To this end, define $\mathbf y$ as $\mathbf{y=Cx/||Cx||}$. One of our ingredients says that, we can build a reflector $\mathbf R_y$ such that the first column of the reflector is the vector $\mathbf y$, $\mathbf R_y = (\mathbf y | \mathbf Y)$. And since reflectors are orthogonal matrices, $\mathbf R_y^T y = \mathbf R_y y$ will simply be $\mathbf e_1$. This means that, $\mathbf{RCx} = ||\mathbf{Cx}||\mathbf e_1 = \sigma_1\mathbf e_1$. As you may suspect, this is a big step — we took a vector, multiplied it with a matrix such that the first entry of the output is the top-left entry of the diagonal of the SVD (i.e., $\sigma_1$), and the rest is zero. We’ll see that the right-multiplication by $\mathbf R_x$ will do the rest of the job.

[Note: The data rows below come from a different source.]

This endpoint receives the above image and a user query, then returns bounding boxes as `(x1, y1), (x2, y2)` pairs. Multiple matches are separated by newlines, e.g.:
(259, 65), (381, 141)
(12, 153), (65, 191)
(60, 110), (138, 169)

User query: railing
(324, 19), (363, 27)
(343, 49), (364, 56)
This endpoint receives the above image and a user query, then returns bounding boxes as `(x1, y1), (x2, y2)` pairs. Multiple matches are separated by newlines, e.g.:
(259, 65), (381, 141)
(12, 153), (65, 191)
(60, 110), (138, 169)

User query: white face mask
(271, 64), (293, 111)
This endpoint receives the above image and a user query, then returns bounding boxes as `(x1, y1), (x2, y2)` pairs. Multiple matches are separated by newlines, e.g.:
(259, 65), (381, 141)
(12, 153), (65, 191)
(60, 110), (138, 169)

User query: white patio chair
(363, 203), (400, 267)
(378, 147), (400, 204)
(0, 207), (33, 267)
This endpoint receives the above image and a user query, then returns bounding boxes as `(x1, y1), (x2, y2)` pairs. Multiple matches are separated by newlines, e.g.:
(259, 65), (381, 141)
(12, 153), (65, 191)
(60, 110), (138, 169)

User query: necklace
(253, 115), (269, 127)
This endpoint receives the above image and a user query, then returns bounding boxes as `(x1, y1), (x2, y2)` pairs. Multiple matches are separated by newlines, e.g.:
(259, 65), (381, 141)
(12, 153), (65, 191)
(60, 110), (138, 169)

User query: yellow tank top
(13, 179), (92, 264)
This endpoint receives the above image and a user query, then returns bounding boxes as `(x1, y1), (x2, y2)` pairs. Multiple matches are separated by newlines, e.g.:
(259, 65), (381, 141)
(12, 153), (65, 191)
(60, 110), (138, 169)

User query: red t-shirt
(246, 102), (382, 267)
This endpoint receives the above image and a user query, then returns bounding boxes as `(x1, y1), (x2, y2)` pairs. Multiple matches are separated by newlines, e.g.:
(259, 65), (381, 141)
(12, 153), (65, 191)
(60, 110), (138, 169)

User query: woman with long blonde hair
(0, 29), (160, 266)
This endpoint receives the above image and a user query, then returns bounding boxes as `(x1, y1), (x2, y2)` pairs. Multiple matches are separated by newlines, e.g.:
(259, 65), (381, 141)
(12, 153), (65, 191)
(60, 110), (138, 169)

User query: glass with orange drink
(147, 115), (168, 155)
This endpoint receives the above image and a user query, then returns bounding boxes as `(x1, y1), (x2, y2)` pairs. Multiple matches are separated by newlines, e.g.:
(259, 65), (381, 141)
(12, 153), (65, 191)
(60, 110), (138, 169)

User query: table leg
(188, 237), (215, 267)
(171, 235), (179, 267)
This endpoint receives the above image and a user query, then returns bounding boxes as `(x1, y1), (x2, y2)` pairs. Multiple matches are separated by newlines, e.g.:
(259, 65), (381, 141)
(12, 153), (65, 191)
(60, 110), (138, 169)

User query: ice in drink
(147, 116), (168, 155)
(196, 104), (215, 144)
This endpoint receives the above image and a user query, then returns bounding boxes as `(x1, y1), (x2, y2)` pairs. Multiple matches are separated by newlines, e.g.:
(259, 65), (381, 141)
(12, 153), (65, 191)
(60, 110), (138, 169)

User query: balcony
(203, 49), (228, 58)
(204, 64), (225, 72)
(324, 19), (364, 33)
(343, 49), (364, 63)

And we’ll use a reflector again. Suppose that $\mathbf R_x$ is the reflector whose first column is $\mathbf x$, i.e., $\mathbf R_x = (\mathbf x | \mathbf X)$. Now that we’ve gone through the reflectors, we can evaluate the expression $\mathbf R_y\mathbf C\mathbf R_x$ in more detail: $$ \mathbf R_y\mathbf C\mathbf R_x = \begin{pmatrix} \mathbf y^T \mathbf{Cx} & \mathbf y^T \mathbf{CX} \\ \mathbf Y^T \mathbf{Cx} & \mathbf Y^T \mathbf{CX} \end{pmatrix}.$$ As described above, the first column if this matrix must be zero except the first entry, which is $\sigma_1$: $$\begin{pmatrix} \mathbf y^T \mathbf{Cx} \\ \mathbf Y^T \mathbf{Cx} \end{pmatrix} = \begin{pmatrix} \sigma_1 \\ \mathbf 0 \end{pmatrix}.$$ Let’s look at the top-right entry: $\mathbf y^T \mathbf{CX}$. Since $\mathbf R_x = (\mathbf x | \mathbf X)$ is a reflector, the vector $\mathbf x$ must be orthogonal to the remaining columns, i.e., $\mathbf x^T \mathbf {X=0}$. Moreover, since $(\mathbf C^T\mathbf C – \lambda \mathbf I) \mathbf x$, it holds that $$\mathbf y^T \mathbf{CX} = \mathbf x^T \mathbf C^T \mathbf{CX} = \frac{\lambda}{\sigma_1} \mathbf x^T \mathbf X = \mathbf 0.$$ Thus,
$$\mathbf R_y\mathbf C\mathbf R_x = \begin{pmatrix} \mathbf y^T \mathbf{Cx} & \mathbf y^T \mathbf{CX} \\ \mathbf Y^T \mathbf{Cx} & \mathbf Y^T \mathbf{CX} \end{pmatrix} = \begin{pmatrix}\sigma_1 & \mathbf 0 \\ \mathbf 0 & \mathbf C_2 \end{pmatrix}$$ for some matrix $\mathbf C_2$. By the end of all this, our matrix $\mathbf A$ is decomposed as
$$\mathbf A = \mathbf U \mathbf R \mathbf V^T = \mathbf{UR}_x \begin{pmatrix}\sigma_1 & \mathbf 0 \\ \mathbf 0 & \mathbf C_2 \end{pmatrix} \mathbf R_y \mathbf V^T.$$ Critically, $\mathbf{UR}_x$ is the multiplication of two orthogonal matrices, hence orthogonal. Similarly, $\mathbf R_y \mathbf V^T$ is also orthogonal. Thus, we have not harmed the orthogonality properties that we inherited from the URV decomposition.

The remaining process is very similar — one needs to diagonalize $\mathbf C_2$, using very similar steps. Using our ingredient $$\left|\left|\begin{pmatrix}\mathbf A & 0 \\ 0 &\mathbf{B}\end{pmatrix}\right|\right| = \max\{||\mathbf A||_2, ||\mathbf{B}||_2\}$$, we’ll see that the $\sigma_2$ that emerges will have to satisfy $\sigma_1\geq \sigma_2$, which is necessary to satisfy the definition of the SVD. We will also use the last ingredient in the ingredients list, because the reflectors that we’ll create for the remaining iterations ($\mathbf P_x$, $\mathbf P_y$ etc.) will be of smaller size. Thanks to the last ingredient, the orthogonality of the URV won’t be harmed, because
$$ \mathbf{UR}_y\begin{pmatrix} \mathbf I & 0 \\ \mathbf 0 & \mathbf P_y\end{pmatrix} $$ etc. are orthogonal.